Contó también con la gracia que le
caracteriza –cuando uno de León es gracioso, lo es en grado sumo pero de un
modo castellano, fino, irónico, culto- la vez que estuvieron en Tenerife y se
vieron obligados a asistir a LoroPark, un sitio que les recomendó un tío suyo y
que no podían perderse. Él se sintió morir por un problema de tensión alta y ya
imaginó su necrológica: Manzaneda de Torio, León, 1953, Loro Park 1987.
Dice que con la enfermedad de los demás es
muy serio y que jamás osaría hacer gracietas. Cuenta que cuando era niño sus
padres le llevaron en varias ocasiones a ver a niños muertos, ahogados o por
enfermedad. “Mira niño, para que veas la suerte que tienes”. Eso imagino que
marcará para toda la vida.
Cuando terminó, en un poco más de una hora,
saqué mi ejemplar de la bolsa, “El Gato encerrado”, el primero de sus diarios
aparecido en 1990, y me fui con la intención de que me lo dedicara. Tenía
cierto reparo porque antes había advertido el autor que estaban allí un par de
primas, algunos conocidos e incluso un urólogo amigo (no le vi las manos).
Debía llegar antes de que lo rodearan. Le pedí, por favor Don Andrés, si me
podía firmar el ejemplar. Con que hubiera estampado su firma me hubiera bastado
pero me miró y preguntó mi nombre: Herminio. “¿Eso es con h?” Lo confirmé y por
dentro me extrañó porque en su libro acababa de leer el nombre de Herminia
Muguruza. El caso es que luego me preguntó la fecha. “¿Estamos a 8?” Sí, dije
sin pensar. Luego recordé que no, que era jueves siete. Empezó a emborronar y
le dije que no importaba, que eso dentro de unos años no tendría importancia.

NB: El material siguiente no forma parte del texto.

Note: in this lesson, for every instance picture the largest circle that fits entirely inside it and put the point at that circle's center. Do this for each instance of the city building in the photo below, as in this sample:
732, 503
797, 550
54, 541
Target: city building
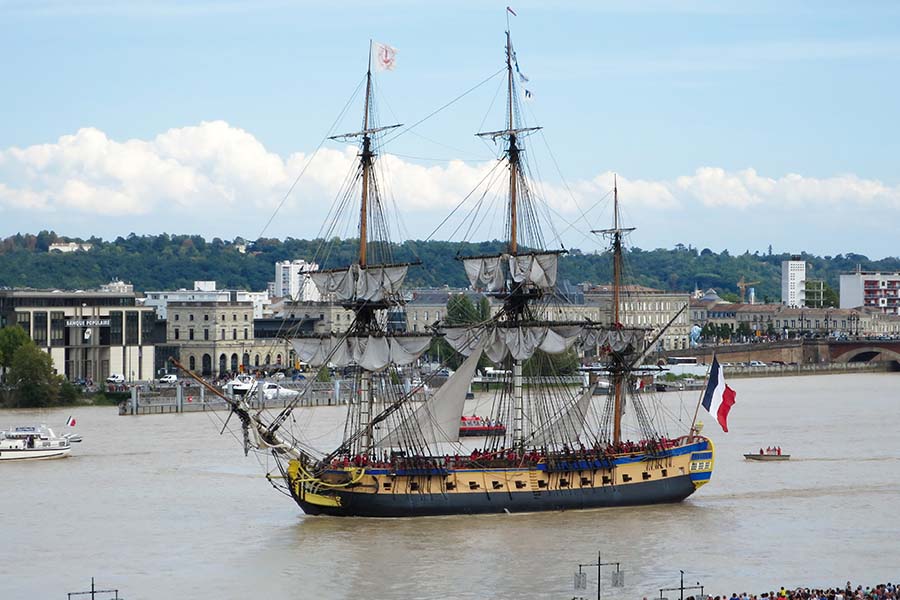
292, 280
218, 338
205, 291
325, 317
88, 334
871, 289
645, 307
64, 247
815, 293
793, 281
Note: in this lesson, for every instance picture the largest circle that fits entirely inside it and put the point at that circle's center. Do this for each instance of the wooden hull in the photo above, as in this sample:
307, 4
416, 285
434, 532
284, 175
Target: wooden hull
629, 480
481, 431
767, 457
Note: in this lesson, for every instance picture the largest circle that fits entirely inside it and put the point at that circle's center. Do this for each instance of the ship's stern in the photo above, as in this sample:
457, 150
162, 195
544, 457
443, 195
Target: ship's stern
702, 462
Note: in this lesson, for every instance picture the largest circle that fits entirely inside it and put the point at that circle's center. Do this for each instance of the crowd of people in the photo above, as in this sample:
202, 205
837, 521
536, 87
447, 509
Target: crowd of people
582, 457
771, 450
881, 591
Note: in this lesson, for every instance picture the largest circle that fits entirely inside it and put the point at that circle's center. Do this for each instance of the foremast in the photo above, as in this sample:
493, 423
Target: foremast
618, 368
368, 287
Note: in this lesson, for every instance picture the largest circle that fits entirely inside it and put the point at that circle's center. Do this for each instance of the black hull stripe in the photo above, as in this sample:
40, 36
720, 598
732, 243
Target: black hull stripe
670, 490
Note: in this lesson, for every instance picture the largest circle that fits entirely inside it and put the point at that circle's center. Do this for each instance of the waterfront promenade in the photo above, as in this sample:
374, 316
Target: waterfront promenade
847, 591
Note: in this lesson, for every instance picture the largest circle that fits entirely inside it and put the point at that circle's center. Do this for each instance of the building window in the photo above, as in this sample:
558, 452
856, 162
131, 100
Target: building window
131, 328
115, 328
57, 328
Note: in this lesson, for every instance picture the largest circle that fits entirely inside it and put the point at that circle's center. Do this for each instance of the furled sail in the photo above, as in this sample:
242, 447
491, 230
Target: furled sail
538, 269
520, 342
485, 272
437, 419
617, 340
568, 424
372, 284
372, 353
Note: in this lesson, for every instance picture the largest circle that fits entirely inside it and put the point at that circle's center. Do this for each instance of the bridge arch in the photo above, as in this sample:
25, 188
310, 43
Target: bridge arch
867, 353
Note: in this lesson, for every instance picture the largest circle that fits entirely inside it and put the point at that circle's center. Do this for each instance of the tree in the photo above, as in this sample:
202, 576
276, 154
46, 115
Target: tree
31, 372
12, 337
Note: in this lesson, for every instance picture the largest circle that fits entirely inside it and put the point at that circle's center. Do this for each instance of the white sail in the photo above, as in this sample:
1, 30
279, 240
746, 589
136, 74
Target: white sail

Al final escribió “Para Herminio, este primer tramo de un camino que deseo
corto y largo al mismo tiempo. Su nuevo amigo, Andrés Trapiello. 7, ocho
tachado, de junio de 2018. Madrid”. Esto, claro, lo leí un rato después,
saboreando emocionado una cerveza. Si lo hubiera hecho allí le habría dicho que
no, que este es el tercer libro que leo de él y que pienso leerlos todos aunque
sea de manera desordenada. Es, como él dice, una novela en marcha, así que da
igual empezar por delante o por detrás.
Cuando ya nos despedíamos –estuvo simpático y
cercano- me preguntó con un punto de vanidad: “¡Qué, ha estado bien, ¿no?” Yo
le contesté: Genial. Ya le he escuchado varias y me parecieron todas interesantes
y bien dichas: las dos que dio sobre el Rastro sobre todo. Y me dijo, -yo lo sabía-,
que pronto, en octubre, saldrá un libro suyo sobre el Rastro y que esta mañana
mismo le había llegado la que será su portada. Salí muy contento. Eufórico,
porque no siempre tengo la oportunidad de hablar con alguien al que admiro
tanto.
El sábado, si no pasa nada raro, iré otra vez
a verle, esta vez en la Feria del Libro.